Approvals fell by 5% during February compared with January, but the overall picture is one of strength in the sector, according to Shane Garrett, senior economist at the Housing Industry Association, the voice of Australia’s residential building industry.

‘Compared with the same time last year, approvals activity has increased by well over 20%. Typically, approvals can take about six months to translate into activity on the ground, ‘explained Garrett.
 
‘A continuing strong volume of new supply will flow through to help alleviate dwelling prices for the existing stock. Strong residential building activity is a good thing for affordability,’ he added.

Recent growth in approvals has been driven more by detached houses than by multi units. In the three months to February, detached house approvals rose by 7.3% while multi unit approvals fell by 6.9%.
 
‘Even though total activity is at a high level, there performance of the multi unit segment shows that parts of the market are afflicted by patchiness. With approvals declining in four states, the market recovery cannot yet be described as broad based,’ said Garrett.
 
‘It is therefore important that policy settings remain favourable to stronger housing activity. Indications from the Royal Bank of Australia that interest rates are to remain low for some time is welcome. It is also crucial that land supply policies become more accommodative to Australia’s increased housing needs,’ concluded Garrett.
 
During February 2014, growth in seasonally adjusted building approvals were up 1.9% in Victoria, up 4.6% in Western Australia and up 0.9% in Tasmania. Building approvals declined 5.8% in New South Wales, by 15.6% in Queensland and by 14.8% in South Australia.

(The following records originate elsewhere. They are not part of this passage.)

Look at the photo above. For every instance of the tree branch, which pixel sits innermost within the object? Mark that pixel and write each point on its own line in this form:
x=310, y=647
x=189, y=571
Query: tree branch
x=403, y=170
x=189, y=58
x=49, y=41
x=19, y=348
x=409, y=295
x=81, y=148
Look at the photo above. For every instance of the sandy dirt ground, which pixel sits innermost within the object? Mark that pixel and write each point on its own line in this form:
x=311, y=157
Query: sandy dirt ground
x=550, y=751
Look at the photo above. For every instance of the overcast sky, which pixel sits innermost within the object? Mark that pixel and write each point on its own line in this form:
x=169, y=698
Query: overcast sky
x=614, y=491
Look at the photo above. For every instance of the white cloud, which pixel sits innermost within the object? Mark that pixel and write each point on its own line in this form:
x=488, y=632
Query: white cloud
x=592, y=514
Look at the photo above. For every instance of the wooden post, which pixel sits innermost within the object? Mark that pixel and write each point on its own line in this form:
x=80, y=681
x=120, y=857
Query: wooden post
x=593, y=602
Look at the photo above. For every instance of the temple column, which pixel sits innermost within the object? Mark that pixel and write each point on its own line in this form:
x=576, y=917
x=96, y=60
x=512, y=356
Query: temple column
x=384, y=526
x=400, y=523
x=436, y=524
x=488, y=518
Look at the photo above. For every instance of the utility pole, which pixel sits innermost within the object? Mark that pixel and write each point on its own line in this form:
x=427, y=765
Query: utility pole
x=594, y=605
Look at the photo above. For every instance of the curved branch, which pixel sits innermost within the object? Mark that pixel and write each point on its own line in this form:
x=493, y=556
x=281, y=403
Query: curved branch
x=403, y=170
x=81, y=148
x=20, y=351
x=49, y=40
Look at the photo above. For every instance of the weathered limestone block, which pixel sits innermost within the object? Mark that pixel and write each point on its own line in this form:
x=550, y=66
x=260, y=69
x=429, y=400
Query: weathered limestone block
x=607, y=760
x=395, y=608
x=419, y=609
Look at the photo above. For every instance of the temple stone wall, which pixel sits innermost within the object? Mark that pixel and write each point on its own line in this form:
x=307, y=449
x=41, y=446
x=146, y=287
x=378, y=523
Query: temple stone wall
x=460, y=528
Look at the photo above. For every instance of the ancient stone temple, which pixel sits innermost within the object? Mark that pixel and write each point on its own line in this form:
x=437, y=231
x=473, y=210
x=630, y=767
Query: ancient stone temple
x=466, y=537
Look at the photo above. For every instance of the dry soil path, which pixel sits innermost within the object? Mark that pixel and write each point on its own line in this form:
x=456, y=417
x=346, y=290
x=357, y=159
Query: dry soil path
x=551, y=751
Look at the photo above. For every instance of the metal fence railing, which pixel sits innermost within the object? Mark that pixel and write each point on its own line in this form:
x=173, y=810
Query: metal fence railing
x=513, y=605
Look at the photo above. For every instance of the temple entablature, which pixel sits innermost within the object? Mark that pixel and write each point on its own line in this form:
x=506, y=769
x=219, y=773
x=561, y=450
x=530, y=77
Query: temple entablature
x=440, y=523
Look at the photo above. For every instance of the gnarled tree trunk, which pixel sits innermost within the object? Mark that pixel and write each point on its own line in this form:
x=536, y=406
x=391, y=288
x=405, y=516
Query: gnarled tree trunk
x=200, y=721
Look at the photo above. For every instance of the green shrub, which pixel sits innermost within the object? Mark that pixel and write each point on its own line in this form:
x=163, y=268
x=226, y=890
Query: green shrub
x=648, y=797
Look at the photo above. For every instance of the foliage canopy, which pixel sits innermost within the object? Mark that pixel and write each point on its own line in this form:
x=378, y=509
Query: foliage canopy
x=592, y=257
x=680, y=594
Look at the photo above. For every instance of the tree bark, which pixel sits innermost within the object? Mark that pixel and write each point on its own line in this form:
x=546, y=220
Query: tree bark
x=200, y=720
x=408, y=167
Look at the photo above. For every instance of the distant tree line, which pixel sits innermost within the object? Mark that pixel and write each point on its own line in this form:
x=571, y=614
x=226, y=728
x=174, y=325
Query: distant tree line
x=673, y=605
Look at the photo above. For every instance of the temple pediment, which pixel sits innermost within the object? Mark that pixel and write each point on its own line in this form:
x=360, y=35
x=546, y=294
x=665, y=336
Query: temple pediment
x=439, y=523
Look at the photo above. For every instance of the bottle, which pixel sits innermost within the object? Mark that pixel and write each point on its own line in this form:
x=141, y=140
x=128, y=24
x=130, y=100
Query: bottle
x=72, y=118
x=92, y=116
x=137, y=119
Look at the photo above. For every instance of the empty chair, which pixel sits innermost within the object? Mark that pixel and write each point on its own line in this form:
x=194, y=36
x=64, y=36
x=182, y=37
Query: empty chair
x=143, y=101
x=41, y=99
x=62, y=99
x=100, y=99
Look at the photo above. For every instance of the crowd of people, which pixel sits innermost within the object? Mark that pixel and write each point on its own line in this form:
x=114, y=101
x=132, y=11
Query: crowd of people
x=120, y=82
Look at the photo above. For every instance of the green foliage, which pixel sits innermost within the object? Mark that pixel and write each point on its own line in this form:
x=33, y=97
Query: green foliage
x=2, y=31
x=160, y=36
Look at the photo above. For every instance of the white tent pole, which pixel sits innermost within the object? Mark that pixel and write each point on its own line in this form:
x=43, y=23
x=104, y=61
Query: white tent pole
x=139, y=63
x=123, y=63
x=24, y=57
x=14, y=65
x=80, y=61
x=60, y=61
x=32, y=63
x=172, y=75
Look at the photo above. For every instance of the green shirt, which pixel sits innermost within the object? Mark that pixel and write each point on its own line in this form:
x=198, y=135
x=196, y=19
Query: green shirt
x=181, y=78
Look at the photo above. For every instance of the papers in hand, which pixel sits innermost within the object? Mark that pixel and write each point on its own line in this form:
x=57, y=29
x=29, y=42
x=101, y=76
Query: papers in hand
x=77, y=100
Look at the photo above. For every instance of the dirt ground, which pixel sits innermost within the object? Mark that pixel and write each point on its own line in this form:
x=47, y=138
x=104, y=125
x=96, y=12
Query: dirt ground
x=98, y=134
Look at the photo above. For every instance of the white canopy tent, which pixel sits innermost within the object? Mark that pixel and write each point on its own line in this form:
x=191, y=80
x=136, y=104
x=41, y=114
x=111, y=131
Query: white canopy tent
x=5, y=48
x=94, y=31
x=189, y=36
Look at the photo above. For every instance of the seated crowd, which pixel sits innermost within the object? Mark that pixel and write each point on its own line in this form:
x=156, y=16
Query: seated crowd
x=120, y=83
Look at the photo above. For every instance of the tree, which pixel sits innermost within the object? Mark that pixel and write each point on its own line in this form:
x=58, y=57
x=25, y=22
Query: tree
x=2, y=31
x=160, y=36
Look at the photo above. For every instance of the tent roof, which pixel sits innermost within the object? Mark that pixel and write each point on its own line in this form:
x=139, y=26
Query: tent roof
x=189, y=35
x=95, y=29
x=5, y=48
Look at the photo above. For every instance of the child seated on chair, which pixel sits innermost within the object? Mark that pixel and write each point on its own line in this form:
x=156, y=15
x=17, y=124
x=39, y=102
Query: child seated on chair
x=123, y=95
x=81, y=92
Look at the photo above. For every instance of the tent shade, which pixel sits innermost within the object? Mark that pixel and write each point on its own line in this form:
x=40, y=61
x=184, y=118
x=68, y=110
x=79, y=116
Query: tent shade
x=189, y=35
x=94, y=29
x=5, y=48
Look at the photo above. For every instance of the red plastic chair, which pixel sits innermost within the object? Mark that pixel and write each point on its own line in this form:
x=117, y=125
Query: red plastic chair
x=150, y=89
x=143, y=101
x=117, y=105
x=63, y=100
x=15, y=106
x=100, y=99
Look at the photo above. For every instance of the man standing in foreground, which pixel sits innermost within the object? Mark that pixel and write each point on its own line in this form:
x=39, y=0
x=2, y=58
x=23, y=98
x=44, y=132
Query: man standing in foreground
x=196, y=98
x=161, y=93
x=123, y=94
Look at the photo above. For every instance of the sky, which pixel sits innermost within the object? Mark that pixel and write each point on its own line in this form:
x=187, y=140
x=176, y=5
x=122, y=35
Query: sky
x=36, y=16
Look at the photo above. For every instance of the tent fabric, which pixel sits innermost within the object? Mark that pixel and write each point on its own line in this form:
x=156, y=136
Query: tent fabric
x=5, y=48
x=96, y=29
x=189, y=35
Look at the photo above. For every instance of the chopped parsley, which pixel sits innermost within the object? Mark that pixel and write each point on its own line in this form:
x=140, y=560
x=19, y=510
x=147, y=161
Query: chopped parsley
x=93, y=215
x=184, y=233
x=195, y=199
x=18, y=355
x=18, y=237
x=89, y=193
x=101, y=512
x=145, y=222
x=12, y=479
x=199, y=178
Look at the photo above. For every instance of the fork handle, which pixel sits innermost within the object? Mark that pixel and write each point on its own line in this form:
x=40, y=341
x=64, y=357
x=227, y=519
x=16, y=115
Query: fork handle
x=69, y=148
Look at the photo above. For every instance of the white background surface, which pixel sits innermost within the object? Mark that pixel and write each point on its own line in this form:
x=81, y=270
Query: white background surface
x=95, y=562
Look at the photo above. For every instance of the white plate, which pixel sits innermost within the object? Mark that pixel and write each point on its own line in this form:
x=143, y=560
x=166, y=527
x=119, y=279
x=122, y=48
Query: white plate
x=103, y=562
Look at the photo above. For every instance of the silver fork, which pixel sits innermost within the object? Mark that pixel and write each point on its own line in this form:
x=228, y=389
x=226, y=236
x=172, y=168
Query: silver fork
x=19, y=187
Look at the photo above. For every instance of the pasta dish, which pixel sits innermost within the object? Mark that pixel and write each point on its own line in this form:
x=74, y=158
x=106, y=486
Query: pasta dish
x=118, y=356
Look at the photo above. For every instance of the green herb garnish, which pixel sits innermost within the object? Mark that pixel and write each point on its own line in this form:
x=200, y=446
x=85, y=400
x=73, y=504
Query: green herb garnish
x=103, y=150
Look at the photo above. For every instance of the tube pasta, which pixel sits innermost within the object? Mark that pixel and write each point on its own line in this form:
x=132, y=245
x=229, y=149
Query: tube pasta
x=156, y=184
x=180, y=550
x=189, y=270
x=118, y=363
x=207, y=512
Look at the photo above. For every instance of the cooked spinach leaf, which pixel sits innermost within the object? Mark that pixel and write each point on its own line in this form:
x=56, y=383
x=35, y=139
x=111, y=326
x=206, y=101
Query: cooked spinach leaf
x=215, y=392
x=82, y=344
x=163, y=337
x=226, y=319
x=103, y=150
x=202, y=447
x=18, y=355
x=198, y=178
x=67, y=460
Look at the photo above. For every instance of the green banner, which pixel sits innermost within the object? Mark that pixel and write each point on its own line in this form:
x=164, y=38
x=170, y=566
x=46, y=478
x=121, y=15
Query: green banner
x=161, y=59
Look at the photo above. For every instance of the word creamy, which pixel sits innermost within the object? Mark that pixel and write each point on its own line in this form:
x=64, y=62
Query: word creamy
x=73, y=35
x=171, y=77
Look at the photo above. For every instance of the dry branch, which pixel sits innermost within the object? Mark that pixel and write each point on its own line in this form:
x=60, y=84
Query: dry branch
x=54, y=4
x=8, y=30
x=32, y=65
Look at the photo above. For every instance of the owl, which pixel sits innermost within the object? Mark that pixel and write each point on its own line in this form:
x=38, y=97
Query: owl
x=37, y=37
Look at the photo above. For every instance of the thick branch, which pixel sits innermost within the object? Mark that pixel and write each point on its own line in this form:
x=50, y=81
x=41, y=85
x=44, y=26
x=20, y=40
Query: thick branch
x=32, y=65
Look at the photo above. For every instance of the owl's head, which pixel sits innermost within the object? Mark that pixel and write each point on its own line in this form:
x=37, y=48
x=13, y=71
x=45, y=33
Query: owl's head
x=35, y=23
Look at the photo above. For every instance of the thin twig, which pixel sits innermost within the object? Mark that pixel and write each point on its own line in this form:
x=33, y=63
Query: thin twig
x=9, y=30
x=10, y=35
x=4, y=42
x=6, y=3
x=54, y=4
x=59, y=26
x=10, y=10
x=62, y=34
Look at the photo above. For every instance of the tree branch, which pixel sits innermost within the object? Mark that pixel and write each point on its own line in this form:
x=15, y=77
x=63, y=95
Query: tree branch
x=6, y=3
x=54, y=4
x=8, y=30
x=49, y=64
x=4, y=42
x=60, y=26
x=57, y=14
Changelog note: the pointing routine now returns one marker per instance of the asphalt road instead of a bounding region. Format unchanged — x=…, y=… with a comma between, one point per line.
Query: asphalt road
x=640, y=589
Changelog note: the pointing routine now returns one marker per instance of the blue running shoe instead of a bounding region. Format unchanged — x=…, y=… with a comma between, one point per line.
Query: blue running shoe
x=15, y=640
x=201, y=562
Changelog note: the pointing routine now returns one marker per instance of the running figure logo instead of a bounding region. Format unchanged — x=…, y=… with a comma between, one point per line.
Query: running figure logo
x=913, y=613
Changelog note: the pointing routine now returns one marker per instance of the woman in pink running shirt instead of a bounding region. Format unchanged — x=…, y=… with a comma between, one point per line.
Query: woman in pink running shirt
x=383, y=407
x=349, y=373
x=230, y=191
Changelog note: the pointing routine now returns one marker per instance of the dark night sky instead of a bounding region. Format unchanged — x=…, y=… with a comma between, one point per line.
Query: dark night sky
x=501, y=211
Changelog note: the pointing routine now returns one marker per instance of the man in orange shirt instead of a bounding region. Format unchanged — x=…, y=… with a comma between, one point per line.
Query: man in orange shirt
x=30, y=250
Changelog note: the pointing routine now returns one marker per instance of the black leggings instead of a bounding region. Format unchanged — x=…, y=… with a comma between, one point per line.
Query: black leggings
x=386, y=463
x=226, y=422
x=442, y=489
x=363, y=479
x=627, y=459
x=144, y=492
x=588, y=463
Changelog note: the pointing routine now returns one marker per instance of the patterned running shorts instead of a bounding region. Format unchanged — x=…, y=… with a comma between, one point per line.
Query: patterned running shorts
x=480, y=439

In trend terms, building approvals increased by 7.9% in the ACT, but declined by 20.8% in the Northern Territory.
Further data released from the ABS point to further strength in residential construction. Following a strong result in January, the number of owner occupier loans for the construction of new dwellings increased again in February by 0.8% and over the three months to February the rise was 7.2%.

‘This strong growth in housing finance is consistent with other leading indicators of the residential construction sector, including dwelling approvals and new home sales. The owner occupier segment of new home lending is showing encouraging signs,’ said HIA economist Diwa Hopkins.

The data also shows that while the number of owner occupier loans for the construction of new dwellings increased, loans for the purchase of new dwellings declined by 5%. As a result the total number of new home loans to owner occupiers eased by 1% during the month.
 
Over the three months to February 2014 new home lending to owner occupiers still increased by 2.7% to a level that is 15.4% higher than 12 months previously.
 
Another strong result was the value of lending to investors for the purpose of constructing new dwellings for rent or resale. In the three months to February 2014, the value of this form of finance increased by 13.2%.

‘The housing finance results auger well for much needed further growth in new home building. A sustained increase in new home building activity which provides Australia with an appropriate supply of housing is a necessary condition for addressing the persistent problems around housing affordability,’ explained Hopkins.